Disarming Beauty. Il posto della fede

Nell’avamposto del mondo post-cristiano, la prospettiva de "La bellezza disarmata" di Julián Carrón si inserisce nel dibattito USA sul ruolo dei cristiani, spesso al bivio tra "culture war" e isolamento. Da Tracce di settembre
Mattia Ferraresi

La bellezza disarmata è arrivata in America in punta di piedi e subito ha preso a scardinare le categorie del dibattito sulla fede nel mondo contemporaneo. Disarming Beauty, la traduzione inglese del libro di Julián Carrón, è stato pubblicato in un momento in cui il dialogo pubblico sulla pertinenza della fede rispetto alle esigenze della vita è infiammato, anche in virtù di una serie di mutamenti sociali, politici e giuridici che nel giro di pochi anni hanno trasformato la «nazione con l’anima di una chiesa», come la chiamava G.K. Chesterton un secolo fa, nell’avamposto del mondo post-cristiano, per usare un termine ricorrente nei titoli e nelle copertine di oggi. Nell’epocale “crollo delle evidenze” di cui parla Carrón, l’America è un passo avanti rispetto al resto dell’Occidente.
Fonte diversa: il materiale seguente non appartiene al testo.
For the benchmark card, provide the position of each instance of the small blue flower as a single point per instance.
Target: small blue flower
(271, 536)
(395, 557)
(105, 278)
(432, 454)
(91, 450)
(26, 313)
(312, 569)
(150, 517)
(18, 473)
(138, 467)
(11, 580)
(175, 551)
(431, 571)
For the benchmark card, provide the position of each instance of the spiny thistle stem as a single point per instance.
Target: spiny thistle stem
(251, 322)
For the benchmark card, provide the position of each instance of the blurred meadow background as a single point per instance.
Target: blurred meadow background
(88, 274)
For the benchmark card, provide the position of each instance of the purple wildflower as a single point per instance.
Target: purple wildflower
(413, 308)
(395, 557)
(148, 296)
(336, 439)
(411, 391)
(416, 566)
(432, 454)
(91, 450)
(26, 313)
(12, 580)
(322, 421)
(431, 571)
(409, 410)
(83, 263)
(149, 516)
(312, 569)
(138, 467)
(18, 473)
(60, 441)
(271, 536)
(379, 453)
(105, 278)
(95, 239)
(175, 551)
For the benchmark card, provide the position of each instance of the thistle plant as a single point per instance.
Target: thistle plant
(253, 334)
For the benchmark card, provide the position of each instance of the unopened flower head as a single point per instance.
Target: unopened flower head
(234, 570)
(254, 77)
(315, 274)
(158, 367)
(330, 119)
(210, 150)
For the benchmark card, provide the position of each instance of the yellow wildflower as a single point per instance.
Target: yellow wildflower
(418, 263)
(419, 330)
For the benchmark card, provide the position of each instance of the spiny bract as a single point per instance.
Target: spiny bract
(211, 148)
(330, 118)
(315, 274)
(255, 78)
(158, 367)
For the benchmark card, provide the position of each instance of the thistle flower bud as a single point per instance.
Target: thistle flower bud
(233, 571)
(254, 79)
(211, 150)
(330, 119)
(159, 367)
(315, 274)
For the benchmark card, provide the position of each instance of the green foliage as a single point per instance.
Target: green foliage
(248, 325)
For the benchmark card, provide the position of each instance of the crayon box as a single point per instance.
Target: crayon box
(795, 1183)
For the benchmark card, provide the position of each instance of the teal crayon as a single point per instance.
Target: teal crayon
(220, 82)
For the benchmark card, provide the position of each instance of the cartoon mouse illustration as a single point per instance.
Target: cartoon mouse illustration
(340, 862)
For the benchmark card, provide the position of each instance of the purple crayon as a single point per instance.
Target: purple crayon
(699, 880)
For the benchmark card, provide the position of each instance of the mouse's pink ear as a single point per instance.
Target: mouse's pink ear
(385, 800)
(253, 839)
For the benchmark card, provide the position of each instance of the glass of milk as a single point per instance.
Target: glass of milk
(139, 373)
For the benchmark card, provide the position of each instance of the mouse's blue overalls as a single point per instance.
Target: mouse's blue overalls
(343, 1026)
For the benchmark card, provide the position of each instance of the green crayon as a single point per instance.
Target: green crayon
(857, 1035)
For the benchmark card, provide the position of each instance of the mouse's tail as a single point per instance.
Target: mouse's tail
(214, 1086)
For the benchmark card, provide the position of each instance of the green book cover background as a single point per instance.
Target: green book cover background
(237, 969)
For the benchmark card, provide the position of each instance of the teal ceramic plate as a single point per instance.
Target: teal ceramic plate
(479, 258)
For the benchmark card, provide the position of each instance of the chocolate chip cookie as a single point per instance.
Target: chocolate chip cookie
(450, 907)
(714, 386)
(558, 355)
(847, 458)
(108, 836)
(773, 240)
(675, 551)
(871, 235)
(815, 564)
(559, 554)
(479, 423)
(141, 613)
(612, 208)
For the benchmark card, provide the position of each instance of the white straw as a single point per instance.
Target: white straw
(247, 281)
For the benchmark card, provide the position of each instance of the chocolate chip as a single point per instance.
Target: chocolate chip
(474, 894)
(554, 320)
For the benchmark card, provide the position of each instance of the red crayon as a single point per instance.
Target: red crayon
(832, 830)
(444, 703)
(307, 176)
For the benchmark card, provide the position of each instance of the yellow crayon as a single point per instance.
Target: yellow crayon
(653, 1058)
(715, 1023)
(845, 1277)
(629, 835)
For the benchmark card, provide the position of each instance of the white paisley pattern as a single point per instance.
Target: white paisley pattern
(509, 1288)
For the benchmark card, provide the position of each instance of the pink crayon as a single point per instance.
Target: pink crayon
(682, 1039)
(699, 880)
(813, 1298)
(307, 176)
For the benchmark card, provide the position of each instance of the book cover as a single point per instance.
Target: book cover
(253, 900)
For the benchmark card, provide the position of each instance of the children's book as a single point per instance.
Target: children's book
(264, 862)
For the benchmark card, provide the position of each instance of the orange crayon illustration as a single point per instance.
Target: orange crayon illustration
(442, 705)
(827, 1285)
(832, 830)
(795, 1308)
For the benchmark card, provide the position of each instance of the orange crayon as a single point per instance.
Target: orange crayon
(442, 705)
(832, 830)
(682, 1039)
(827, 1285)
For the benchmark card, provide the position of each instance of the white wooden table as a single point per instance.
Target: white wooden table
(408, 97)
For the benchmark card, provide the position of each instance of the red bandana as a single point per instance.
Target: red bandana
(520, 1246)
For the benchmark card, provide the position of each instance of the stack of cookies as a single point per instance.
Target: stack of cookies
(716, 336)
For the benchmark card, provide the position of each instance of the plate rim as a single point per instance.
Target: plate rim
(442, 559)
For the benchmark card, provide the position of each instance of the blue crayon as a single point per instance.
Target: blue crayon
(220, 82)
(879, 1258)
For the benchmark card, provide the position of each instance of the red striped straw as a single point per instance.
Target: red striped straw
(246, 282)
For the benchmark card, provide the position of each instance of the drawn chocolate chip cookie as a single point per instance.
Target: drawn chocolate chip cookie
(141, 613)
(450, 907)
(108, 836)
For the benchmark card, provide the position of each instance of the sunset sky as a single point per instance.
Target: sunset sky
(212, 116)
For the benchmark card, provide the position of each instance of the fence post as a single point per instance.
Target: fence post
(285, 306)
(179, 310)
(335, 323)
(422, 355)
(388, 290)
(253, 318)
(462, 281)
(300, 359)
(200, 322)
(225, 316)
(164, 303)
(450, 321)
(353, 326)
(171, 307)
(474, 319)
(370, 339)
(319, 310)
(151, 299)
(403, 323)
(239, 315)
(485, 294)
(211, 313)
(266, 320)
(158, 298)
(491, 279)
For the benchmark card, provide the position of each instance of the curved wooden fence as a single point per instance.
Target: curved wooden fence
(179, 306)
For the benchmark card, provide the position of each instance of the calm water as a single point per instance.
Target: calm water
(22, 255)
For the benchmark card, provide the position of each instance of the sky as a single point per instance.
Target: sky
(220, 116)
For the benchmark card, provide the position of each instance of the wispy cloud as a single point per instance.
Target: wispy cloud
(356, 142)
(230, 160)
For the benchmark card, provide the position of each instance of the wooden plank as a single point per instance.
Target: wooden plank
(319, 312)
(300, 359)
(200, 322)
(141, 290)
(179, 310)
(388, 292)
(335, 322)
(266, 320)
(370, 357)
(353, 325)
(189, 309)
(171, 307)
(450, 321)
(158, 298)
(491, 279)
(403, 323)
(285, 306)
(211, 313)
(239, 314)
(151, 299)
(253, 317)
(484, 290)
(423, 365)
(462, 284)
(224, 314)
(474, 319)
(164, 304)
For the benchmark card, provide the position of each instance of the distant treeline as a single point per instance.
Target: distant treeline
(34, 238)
La Catholic News Agency osserva che «in risposta alla decrescente influenza del cristianesimo nella cultura secolarizzata, il leader di un movimento ecclesiale globale fa una dichiarazione provocatoria: questo è in realtà un grande momento per la Chiesa». L’agenzia, in un’intervista con l’autore, sottolinea il fatto che il responsabile del movimento, contrariamente a molti, insiste sull’opportunità di verifica della fede che questa fase della modernità offre: «Il fatto che la Chiesa non è più la maggioranza morale è liberante; ci permette di riscoprire il cuore dell’evento cristiano», dice Carrón nel dialogo con Marianne Medlin e Perry West, riprendendo l’americanissima espressione moral majority, nata negli anni Settanta dall’iniziativa del ministro battista Jerry Falwell per mobilitare il mondo cristiano sulle questioni etiche e sociali. In un articolo di America, rivista dei gesuiti americani, Jason Blakely scrive: «La secolarizzazione non è nemica del cristianesimo, ma è un’opportunità storica per la Chiesa per vivere la sua testimonianza in modo autentico e disarmato. Ma Carrón specifica anche che la libertà individuale difesa dalle democrazie secolarizzate non è semplicemente un inconveniente necessario per evitare la tentazione dell’egemonia. Nella prospettiva cristiana, “la libertà è il più grande dono che i cieli abbiano dato agli uomini”».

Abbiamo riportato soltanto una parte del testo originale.